What You Actually Want Is the Dead Rat
Here’s the tell. What genuinely lights people up is not certainty. It’s surprise.
Think about the appeal of reaching into a mystery box. The whole thrill is that you don’t know — your hand might close around a brand-new camera, or it might close around a dead rat. And here is the part worth sitting with: without the real possibility of the rat, the camera isn’t worth anything. Take away the risk and you take away the aliveness. Guaranteed good news is just news. We don’t actually crave control. We crave the friction of not knowing — the live wire of a future that could still go either way.
You don’t want to dictate the universe. You want to be met by it.
The Romans Already Ran This Experiment
If you doubt that endless pleasure is a trap, the Romans ran the full trial for us, at scale.
They had it all — baths, feasts, wine, comfort, spectacle on tap. And the thing about pleasure pursued to its absolute ceiling is that it goes flat. When you’ve had every grape and every luxury a body can hold, the dial stops registering. So you crank it further, hunting for something that still cuts through the numbness — and that is the road that ends at the Colosseum, where a jaded crowd that had run clean out of joys went looking for a thrill in other people’s terror.
That’s the warning folded inside the fun. Max out the pleasure dial and it doesn’t deliver bliss; it goes numb, and numbness goes hunting for something sharper. Chase pleasure with no brakes and you don’t arrive in heaven — you bore yourself, by slow degrees, into a sadist, and end up somewhere with a much worse climate. The old traditions had names for that realm, and none of them read like a holiday brochure.
The Wisest Two Words You Can Say
So: money is a cage, total control is a screensaver, and bottomless pleasure curdles into something ugly. Which drops us right back on the original, annoying question — what do you want?
And if you have followed it honestly all the way to the end, the only true answer left is: I don’t know.
But there are two completely different ways to say that.
There is the empty “I don’t know” — the shrug of someone who simply hasn’t thought about it yet. And there is the earned “I don’t know” — the one you reach after thinking it through to the bottom, after watching every wish fall apart in your hands. They sound identical and they are worlds apart. The second one isn’t confusion. It’s the quiet sound of wanting nothing in particular, because nothing in particular is missing.
You can’t name what you want, in the end, for two reasons that are almost funny in how complete they are:
One: you already have it. The thing you keep reaching past is the reaching itself.

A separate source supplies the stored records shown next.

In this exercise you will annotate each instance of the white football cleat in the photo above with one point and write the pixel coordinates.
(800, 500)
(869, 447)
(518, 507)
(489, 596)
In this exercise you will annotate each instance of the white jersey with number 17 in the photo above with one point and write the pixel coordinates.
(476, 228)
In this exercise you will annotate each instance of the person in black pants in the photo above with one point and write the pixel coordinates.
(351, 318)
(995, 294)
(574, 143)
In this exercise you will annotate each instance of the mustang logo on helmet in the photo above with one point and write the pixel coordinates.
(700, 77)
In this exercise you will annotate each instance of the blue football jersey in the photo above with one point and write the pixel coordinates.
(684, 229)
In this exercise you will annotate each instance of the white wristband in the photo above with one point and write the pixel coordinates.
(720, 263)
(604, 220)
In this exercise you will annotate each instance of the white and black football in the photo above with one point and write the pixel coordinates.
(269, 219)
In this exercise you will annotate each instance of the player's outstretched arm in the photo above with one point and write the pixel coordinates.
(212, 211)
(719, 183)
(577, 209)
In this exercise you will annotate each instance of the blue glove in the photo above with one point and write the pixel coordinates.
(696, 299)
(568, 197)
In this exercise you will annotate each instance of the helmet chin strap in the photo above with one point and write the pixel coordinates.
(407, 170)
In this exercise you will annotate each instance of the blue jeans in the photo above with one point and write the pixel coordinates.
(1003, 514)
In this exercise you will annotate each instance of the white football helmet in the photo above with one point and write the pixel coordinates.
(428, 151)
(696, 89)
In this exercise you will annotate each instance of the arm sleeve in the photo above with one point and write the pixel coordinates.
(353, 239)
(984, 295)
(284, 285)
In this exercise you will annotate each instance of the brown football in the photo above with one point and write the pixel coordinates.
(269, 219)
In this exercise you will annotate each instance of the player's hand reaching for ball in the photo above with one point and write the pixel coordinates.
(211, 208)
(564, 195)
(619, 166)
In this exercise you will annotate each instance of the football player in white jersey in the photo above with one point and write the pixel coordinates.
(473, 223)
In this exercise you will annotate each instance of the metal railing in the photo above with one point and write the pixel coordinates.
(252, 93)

Two: you can’t actually know yourself — and you never will. A knife, however sharp, cannot cut itself. Fire cannot burn itself. Light cannot shine on itself. The eye cannot see the eye. Whatever it is in you that is doing the looking can never quite turn around and get a clear look at itself. You are, to yourself, a permanent open question — not a problem to be solved, but a mystery you get to keep.

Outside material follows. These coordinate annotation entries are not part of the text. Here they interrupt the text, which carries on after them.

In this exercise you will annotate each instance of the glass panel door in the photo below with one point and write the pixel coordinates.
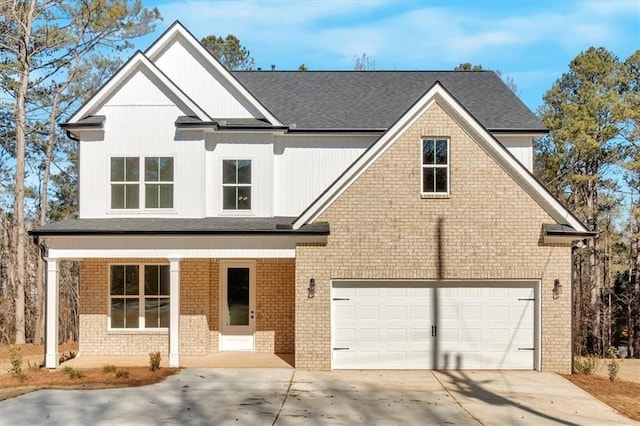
(238, 296)
(237, 304)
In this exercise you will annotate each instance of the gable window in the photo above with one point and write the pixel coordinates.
(236, 184)
(139, 300)
(435, 166)
(126, 175)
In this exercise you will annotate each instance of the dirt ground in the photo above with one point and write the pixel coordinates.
(91, 378)
(621, 394)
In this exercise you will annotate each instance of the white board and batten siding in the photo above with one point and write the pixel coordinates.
(140, 123)
(305, 165)
(201, 82)
(424, 325)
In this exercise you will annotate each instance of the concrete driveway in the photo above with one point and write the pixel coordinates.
(244, 396)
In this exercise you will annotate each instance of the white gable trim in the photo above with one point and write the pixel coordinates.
(134, 65)
(176, 30)
(485, 139)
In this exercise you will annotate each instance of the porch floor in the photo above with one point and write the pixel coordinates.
(213, 360)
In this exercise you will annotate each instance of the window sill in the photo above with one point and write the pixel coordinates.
(147, 331)
(435, 196)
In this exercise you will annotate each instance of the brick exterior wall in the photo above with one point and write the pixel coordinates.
(275, 315)
(199, 309)
(381, 227)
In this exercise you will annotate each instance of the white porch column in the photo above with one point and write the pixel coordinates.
(174, 312)
(51, 337)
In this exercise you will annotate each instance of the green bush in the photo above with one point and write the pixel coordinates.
(586, 365)
(122, 374)
(72, 372)
(109, 368)
(15, 359)
(154, 360)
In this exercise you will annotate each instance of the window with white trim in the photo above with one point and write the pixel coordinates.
(158, 182)
(435, 166)
(236, 184)
(125, 183)
(139, 300)
(126, 173)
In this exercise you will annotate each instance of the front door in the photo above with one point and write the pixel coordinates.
(237, 306)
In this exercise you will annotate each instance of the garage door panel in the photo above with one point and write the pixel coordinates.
(385, 325)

”I Don’t Know” Means “I Let Go”
Here is the move that turns all of this from a downer into a relief.
When you say “I don’t know” — really say it, not as defeat but as truth — it turns out to be the same sentence as “I let go.” They’re the same exhale. You are setting down the wand. You are quitting the exhausting, around-the-clock job of trying to script the universe and force it to behave.

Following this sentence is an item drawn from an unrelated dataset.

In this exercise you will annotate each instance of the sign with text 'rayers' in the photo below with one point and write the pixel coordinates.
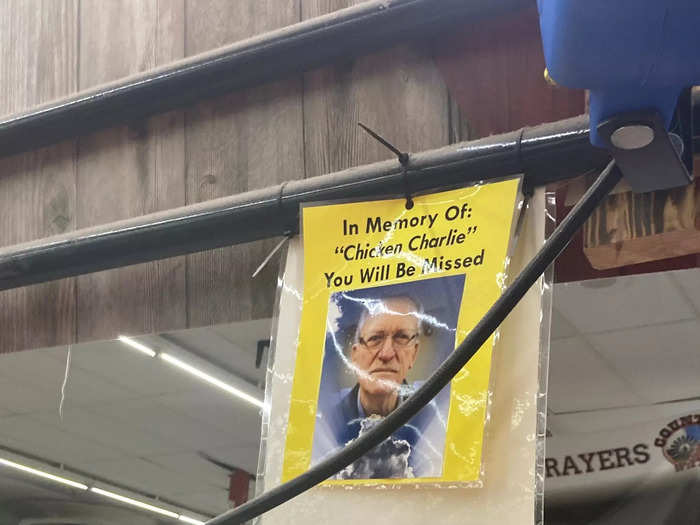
(388, 294)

And the strange, almost unfair payoff is this: all the energy you were burning on the control — the bracing, the planning, the white-knuckling — comes flooding back the instant you stop spending it. You’d been running a generator at full tilt to maintain a future that was never yours to keep. Switch it off and the whole power supply comes back, for living.
The deepest joke in all of it is that by giving up the need to play God, you stop fighting a current you were always part of anyway. You don’t lose a single real thing. You just stop guarding a self that was never under attack. The rule is plain and a little maddening: the tighter you grip, the less you hold — and the more you let go, the more comes back.
So set the wand down. You were never going to want what it offered. The good stuff was never waiting on the far side of getting your way; it was hiding, the whole time, in not needing to.
You don’t know what you want. Lucky you. It means there’s still something left to find out.